Why is playtime important?

In my last post I addressed dressed giving a dog some space from time to time to prevent separation anxiety. Now we are going to talk about how it is also important to really engage with your dog. Take those precious few minutes of your busy day that you get to spend with your dog and make them count while also reinforcing training.

Play is actually a very necessary part of training. Dogs that practice agility, hunting, scent detection—all of these things might seem pretty serious to us, but for dogs a lot of it is play time. Humans that play with their dogs have an easier time at training usually because the dog is used to following cues and body language. Do you want your dog to come when called, listen to cues the first time you say them, and stick near you on walks? Play is the way to make sure your training is positively reinforced, because you’ve insured that your dog enjoys spending time with you. Dogs that regularly play with people or other dogs are better socialized, and play can even be used to diminish aggressive or fearful behavior.

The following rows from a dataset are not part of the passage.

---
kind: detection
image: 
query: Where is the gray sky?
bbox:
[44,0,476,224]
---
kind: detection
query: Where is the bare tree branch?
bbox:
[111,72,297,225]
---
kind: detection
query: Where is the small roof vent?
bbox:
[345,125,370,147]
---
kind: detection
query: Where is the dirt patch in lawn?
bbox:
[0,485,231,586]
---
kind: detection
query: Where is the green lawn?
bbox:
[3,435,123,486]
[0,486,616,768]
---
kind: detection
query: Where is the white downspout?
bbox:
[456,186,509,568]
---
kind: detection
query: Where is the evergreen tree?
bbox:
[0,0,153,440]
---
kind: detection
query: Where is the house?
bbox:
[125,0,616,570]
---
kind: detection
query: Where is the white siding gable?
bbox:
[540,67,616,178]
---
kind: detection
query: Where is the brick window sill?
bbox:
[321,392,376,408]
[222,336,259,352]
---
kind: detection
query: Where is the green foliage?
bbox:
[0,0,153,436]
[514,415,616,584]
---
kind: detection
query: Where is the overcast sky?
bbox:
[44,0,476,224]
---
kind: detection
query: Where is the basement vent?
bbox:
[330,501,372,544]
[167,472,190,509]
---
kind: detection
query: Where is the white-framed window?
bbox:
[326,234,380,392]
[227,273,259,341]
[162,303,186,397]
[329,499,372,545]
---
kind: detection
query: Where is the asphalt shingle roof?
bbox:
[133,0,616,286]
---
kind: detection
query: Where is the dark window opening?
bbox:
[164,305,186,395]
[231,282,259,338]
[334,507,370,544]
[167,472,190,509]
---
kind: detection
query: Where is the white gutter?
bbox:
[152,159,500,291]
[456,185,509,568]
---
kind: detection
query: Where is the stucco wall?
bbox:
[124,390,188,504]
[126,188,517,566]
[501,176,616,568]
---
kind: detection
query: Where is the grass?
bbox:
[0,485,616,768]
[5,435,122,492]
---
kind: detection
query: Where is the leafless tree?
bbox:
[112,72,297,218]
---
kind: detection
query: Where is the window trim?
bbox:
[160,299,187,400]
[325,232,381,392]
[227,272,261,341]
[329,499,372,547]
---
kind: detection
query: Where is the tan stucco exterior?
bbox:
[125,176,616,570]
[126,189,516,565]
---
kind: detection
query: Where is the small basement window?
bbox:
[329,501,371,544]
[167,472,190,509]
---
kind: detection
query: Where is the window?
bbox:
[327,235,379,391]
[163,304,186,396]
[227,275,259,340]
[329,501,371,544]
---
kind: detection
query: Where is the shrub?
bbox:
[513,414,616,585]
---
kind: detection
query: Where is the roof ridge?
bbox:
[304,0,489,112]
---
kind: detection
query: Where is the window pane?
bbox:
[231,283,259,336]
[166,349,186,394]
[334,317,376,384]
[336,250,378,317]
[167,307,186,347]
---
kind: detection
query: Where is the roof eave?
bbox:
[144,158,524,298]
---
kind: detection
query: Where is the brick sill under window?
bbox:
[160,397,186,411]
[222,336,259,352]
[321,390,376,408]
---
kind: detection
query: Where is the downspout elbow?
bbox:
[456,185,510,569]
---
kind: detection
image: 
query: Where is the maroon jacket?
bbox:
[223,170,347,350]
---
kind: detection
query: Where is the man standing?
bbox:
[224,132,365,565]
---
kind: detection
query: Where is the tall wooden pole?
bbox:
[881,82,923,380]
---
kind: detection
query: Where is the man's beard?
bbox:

Playing with your dog doesn’t have to be elaborate. It can start with being more active on your regular daily walks. Instead of just walking from point A to B while you check your cell phone and Spike yanks you from tree to tree, carry some treats or a favorite toy (you may want to audition a few things that are more exciting to your dog than the street environment) and play the check-in game. All you have to do is say your dog’s name, or make a noise that gets his attention, and reward when he orients toward you. Keep your eye on the dog—if you get automatic check-ins, reward those enthusiastically!  If your dog has poor leash manners, this is a good time to turn loose-leash walking into a game of follow the leader. As long as it is safe to do so, give your dog the full length of the leash. When he reaches the end of it, you turn and walk the opposite way. It helps if you bend down a bit and encourage him to follow you, and don’t forget to reward him when he catches back up to you. Feed or play with him around your knees so he learns that is the general area where the good stuff happens!

Some more advanced games that help with mental stimulation are teaching your dog to catch while moving beside you, training object targeting that can turn into the “Go Touch” game, learning some “dog parkour” moves, or incorporating “Find It” games to use his sense of smell. You can always visit my YouTube playlist for tutorials on how to play different games with your pup!

Mixing just a couple of these activities into your walks will improve the relationship between you and your dog, improve the quality of your walks, and exercise your dog both physically and mentally.